Carleton University
Technical Report TR-99-05
February 1999
The Case for the Rectangular Attribute Cardinality Map in Query Optimization: Modeling, Prototype Validation and Testing*
Abstract
Current business database systems utilize histograms to approximate frequency distributions of attribute values of relations. These are used to efficiently estimate query result sizes and access plan costs and thus minimize the query response time for business (and non-commercial) database systems. In a recent work [12] we proposed a new form of histogram-like technique called the Rectangular Attribute Cardinality Map (RACM) that gives much smaller estimation errors than the traditional equi-width and equi-depth histograms currently being used by many commercial database systems. We also provided a fairly extensive mathematical analysis for its average and worst case errors for its frequency estimates which was verified for synthetic data.

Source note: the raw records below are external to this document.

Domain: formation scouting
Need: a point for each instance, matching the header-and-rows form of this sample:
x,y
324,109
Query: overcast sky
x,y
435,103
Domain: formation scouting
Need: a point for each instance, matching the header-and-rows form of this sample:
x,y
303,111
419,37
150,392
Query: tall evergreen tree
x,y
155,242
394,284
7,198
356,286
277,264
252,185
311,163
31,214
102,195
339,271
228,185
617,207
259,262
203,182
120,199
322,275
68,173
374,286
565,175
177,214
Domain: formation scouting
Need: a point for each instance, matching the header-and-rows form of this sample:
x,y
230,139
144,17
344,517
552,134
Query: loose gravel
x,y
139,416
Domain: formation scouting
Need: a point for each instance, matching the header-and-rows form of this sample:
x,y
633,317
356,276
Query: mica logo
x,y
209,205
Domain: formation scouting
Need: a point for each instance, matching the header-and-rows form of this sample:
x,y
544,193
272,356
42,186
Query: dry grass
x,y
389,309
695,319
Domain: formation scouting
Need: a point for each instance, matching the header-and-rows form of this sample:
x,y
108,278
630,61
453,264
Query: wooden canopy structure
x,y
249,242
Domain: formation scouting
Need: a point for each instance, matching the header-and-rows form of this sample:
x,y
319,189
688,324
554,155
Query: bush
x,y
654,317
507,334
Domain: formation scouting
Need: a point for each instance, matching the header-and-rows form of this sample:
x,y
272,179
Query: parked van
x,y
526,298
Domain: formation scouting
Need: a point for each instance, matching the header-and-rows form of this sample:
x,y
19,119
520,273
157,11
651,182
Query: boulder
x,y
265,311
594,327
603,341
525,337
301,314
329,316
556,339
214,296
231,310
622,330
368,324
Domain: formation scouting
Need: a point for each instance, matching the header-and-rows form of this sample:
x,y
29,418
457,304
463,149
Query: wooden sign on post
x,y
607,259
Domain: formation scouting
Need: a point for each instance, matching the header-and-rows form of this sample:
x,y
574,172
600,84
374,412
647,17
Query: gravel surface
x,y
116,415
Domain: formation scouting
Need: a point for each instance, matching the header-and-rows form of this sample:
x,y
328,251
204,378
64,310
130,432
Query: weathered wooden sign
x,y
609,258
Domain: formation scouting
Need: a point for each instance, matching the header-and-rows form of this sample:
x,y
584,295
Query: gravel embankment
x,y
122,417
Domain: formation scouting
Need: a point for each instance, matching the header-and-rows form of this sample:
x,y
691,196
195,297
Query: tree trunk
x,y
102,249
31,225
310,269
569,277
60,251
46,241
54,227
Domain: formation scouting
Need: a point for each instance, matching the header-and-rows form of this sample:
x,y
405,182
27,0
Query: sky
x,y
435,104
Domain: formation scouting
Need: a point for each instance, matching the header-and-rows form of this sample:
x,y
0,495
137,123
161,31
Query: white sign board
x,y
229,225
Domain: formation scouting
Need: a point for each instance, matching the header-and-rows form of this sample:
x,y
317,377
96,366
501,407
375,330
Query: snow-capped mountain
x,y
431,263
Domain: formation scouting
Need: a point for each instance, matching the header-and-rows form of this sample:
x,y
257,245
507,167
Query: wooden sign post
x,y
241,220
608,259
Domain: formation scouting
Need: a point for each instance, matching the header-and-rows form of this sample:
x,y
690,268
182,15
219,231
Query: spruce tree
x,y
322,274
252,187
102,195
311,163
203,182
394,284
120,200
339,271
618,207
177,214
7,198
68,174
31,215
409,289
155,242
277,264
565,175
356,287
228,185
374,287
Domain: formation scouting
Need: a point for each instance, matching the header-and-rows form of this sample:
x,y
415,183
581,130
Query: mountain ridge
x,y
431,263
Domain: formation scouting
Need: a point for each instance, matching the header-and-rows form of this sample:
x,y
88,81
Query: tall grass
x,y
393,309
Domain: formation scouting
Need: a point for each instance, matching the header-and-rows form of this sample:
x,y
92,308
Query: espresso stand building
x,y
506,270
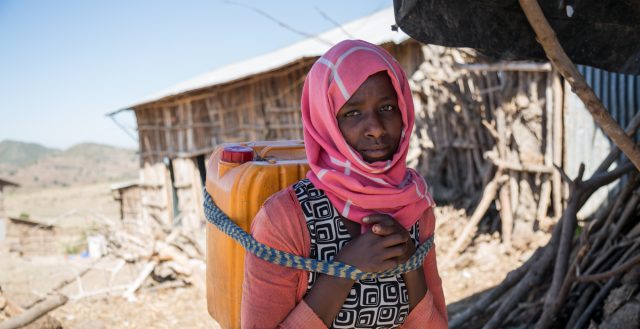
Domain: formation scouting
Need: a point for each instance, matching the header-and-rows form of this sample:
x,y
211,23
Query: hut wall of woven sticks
x,y
487,133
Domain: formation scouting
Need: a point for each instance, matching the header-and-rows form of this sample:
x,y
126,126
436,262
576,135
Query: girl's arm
x,y
272,294
426,299
431,311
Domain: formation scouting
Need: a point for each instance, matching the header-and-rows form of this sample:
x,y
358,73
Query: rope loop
x,y
219,219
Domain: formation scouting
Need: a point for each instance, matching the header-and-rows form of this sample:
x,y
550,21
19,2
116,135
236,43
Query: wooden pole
x,y
547,38
34,313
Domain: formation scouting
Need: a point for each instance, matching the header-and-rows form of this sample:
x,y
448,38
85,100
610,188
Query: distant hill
x,y
33,165
14,154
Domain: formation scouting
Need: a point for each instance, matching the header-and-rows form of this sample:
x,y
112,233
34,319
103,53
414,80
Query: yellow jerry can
x,y
240,177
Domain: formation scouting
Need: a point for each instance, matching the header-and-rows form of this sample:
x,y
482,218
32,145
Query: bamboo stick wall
x,y
469,122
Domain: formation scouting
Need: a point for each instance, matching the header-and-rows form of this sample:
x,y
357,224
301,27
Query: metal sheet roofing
x,y
375,28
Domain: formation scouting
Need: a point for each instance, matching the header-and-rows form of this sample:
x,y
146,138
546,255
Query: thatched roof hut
x,y
473,115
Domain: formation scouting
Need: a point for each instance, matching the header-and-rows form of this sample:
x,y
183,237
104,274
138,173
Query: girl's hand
x,y
371,252
385,225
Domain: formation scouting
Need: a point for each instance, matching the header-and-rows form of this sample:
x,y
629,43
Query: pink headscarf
x,y
355,187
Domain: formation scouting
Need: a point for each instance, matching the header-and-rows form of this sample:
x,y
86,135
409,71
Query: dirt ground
x,y
481,266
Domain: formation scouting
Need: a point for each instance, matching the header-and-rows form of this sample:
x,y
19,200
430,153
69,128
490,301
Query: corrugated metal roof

This paper demonstrates the earlier claim that the R-ACM is indeed a viable tool for query optimization. It, first of all, presents the R-ACM model and reports a prototype validation for the R-ACM for query optimization in real-world database systems. By investigating the performance of the scheme on an extensive set of experiments using real-life data [l, 2), we demonstrate that the R-AC!\I scheme is much more accurate than the traditional histograms for query result size estimation. We anticipate that, due to its high accuracy and low construction costs, it could become an invaluable tool for query optimization in the future database systems.